Подали обед. Несмотря на придирки и капризно поджатые губы Коти, он был весьма недурственный. Определенно, у поверенного Пилипейко тоже имелись свои таланты. Хозяйский быт он умел обустраивать с максимальным комфортом. И шампанское тоже было хорошее. Наверное. Сказать по правде, Август уже и забыл, какое на вкус хорошее шампанское, все больше обходился самогоном. А сейчас, чтобы поддержать реноме чудаковатого пьянчужки, пил много и почти с удовольствием. Его не смущали ни насмешливые взгляды Матрены Павловны, ни брезгливые Коти, ни вежливо-равнодушные баронессы. Компанию Бергу составил Антон Сидорович. После нескольких бокалов тот расслабился и повеселел.
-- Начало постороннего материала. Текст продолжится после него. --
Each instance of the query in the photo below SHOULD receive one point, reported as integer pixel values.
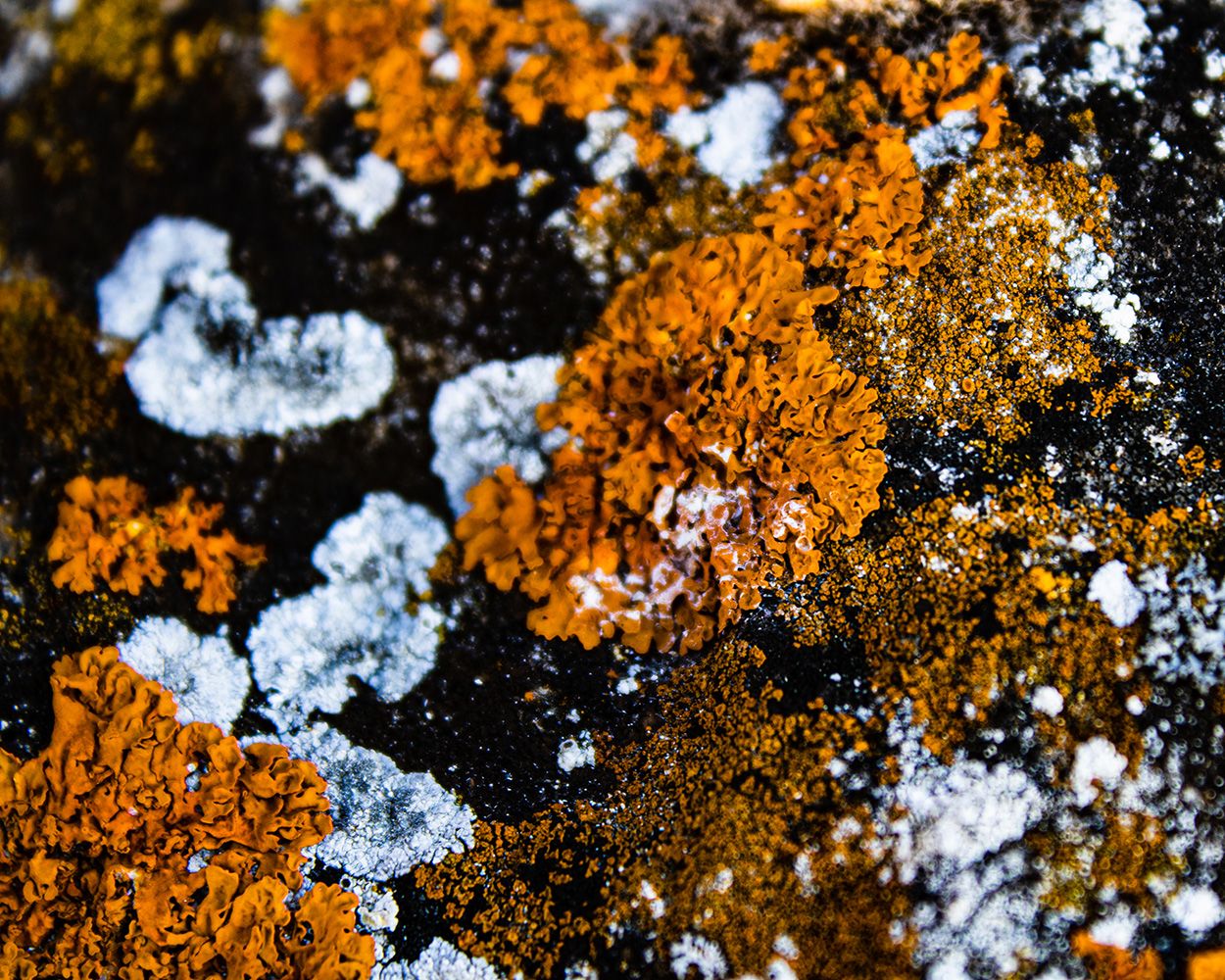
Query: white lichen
(386, 821)
(1117, 596)
(488, 417)
(367, 621)
(734, 136)
(278, 375)
(1186, 627)
(364, 197)
(441, 960)
(210, 682)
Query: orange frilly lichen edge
(99, 831)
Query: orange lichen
(857, 202)
(710, 816)
(142, 53)
(849, 201)
(430, 64)
(715, 446)
(1111, 963)
(137, 847)
(994, 300)
(858, 212)
(52, 377)
(952, 613)
(951, 81)
(106, 532)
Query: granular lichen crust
(52, 380)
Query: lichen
(715, 445)
(430, 67)
(721, 827)
(135, 847)
(52, 378)
(106, 532)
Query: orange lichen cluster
(969, 598)
(106, 532)
(715, 446)
(52, 378)
(431, 63)
(1111, 963)
(133, 847)
(993, 300)
(857, 202)
(849, 201)
(720, 823)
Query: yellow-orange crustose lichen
(52, 377)
(715, 445)
(146, 50)
(721, 823)
(430, 65)
(1112, 963)
(849, 201)
(969, 598)
(133, 847)
(994, 299)
(106, 532)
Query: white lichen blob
(358, 623)
(960, 836)
(366, 196)
(386, 821)
(733, 137)
(172, 293)
(1116, 594)
(486, 417)
(210, 681)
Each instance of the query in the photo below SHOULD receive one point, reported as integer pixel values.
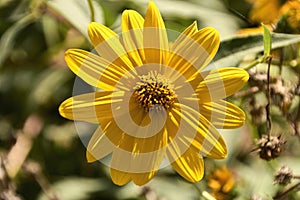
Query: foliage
(34, 80)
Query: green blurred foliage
(34, 79)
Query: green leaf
(267, 41)
(233, 50)
(76, 188)
(77, 13)
(7, 41)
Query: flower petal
(99, 146)
(189, 165)
(221, 83)
(177, 61)
(223, 114)
(119, 178)
(137, 164)
(90, 107)
(132, 35)
(155, 36)
(196, 132)
(195, 51)
(107, 44)
(93, 69)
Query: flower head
(156, 101)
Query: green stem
(268, 98)
(262, 59)
(92, 10)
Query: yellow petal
(132, 35)
(189, 165)
(195, 51)
(119, 178)
(221, 83)
(197, 132)
(223, 114)
(107, 44)
(155, 36)
(93, 69)
(99, 146)
(177, 61)
(90, 107)
(137, 163)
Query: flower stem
(268, 98)
(92, 10)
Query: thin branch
(268, 98)
(92, 10)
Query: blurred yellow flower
(265, 11)
(155, 100)
(282, 16)
(221, 182)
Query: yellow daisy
(155, 100)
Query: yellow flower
(265, 11)
(156, 101)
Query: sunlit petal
(155, 36)
(197, 50)
(90, 107)
(199, 133)
(99, 146)
(223, 114)
(132, 36)
(93, 69)
(107, 44)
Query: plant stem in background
(92, 10)
(268, 98)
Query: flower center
(154, 89)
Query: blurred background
(41, 153)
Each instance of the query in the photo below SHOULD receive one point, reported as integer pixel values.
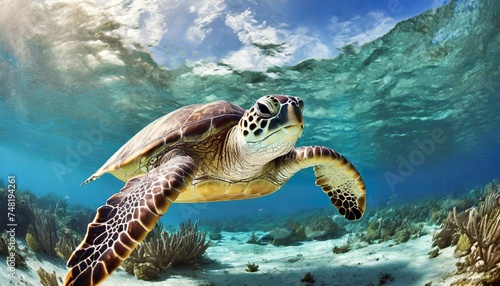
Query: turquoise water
(413, 102)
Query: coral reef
(9, 248)
(42, 232)
(482, 228)
(47, 279)
(65, 246)
(162, 250)
(476, 234)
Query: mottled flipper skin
(126, 219)
(338, 178)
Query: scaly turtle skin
(206, 153)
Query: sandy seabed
(407, 263)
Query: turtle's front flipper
(126, 219)
(334, 174)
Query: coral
(32, 242)
(252, 267)
(9, 248)
(4, 245)
(341, 249)
(162, 250)
(463, 246)
(215, 236)
(481, 226)
(278, 236)
(43, 230)
(65, 247)
(47, 279)
(146, 271)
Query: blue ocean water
(408, 91)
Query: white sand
(408, 263)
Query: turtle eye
(263, 108)
(267, 107)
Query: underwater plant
(65, 246)
(162, 250)
(482, 228)
(42, 232)
(47, 279)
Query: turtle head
(271, 127)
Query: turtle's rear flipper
(126, 219)
(336, 176)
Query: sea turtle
(205, 153)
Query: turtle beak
(295, 117)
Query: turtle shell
(189, 124)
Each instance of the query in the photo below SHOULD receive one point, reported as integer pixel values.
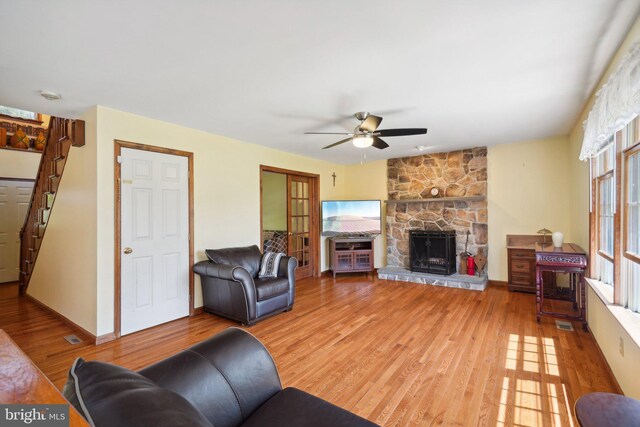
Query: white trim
(629, 320)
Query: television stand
(351, 254)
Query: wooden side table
(607, 410)
(572, 259)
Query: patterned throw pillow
(269, 264)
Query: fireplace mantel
(438, 199)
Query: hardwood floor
(399, 354)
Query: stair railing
(61, 135)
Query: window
(630, 263)
(603, 165)
(20, 114)
(632, 203)
(616, 216)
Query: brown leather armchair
(231, 287)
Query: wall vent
(72, 339)
(563, 325)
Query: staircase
(61, 135)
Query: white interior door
(14, 204)
(154, 238)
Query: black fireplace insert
(432, 251)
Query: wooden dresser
(521, 261)
(22, 382)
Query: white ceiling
(473, 72)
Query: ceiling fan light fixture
(362, 141)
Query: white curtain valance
(617, 103)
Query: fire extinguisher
(471, 263)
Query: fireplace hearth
(432, 251)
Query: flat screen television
(351, 217)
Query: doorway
(153, 245)
(15, 197)
(289, 220)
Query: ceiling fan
(367, 134)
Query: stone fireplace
(460, 205)
(432, 251)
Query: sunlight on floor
(527, 390)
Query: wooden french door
(299, 217)
(302, 217)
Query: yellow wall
(605, 327)
(64, 277)
(18, 164)
(226, 190)
(528, 189)
(274, 201)
(369, 181)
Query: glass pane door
(299, 221)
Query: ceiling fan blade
(329, 133)
(337, 143)
(401, 132)
(378, 143)
(371, 123)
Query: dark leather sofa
(225, 381)
(231, 287)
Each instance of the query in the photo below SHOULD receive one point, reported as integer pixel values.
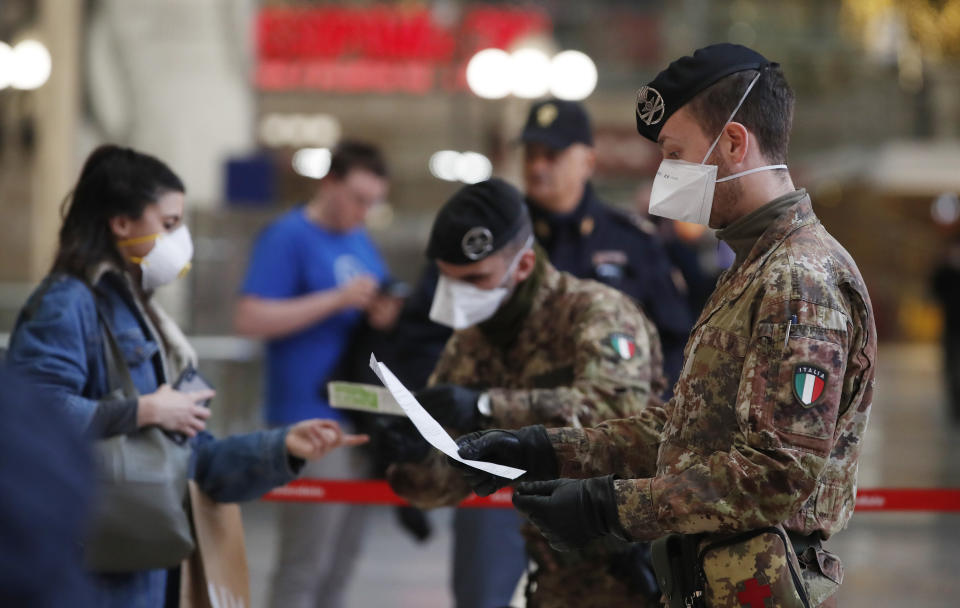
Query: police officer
(586, 237)
(532, 345)
(764, 431)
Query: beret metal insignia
(477, 243)
(546, 115)
(650, 106)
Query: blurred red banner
(380, 49)
(374, 492)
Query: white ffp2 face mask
(168, 260)
(683, 191)
(459, 305)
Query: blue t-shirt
(294, 257)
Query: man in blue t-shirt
(314, 274)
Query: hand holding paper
(430, 428)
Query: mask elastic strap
(516, 259)
(732, 114)
(749, 171)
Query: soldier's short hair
(352, 154)
(767, 112)
(521, 239)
Даже начал вяло и не слишком умело отбиваться от нападок своей дражайшей супруги. Анатоль шампанскому предпочел красное вино, Всеволод Кутасов потягивал коньячок, Серж не брезговал ни шампанским, ни вином, ни коньяком, а Пилипейко с господином Шульцем пили исключительно воду. Они не перекинулись за столом даже парой слов, но отчего-то сразу становилось ясно, что в этот самый момент между ними идет незримый бой.

Бой, только вполне зримый, шел и между их хозяйками.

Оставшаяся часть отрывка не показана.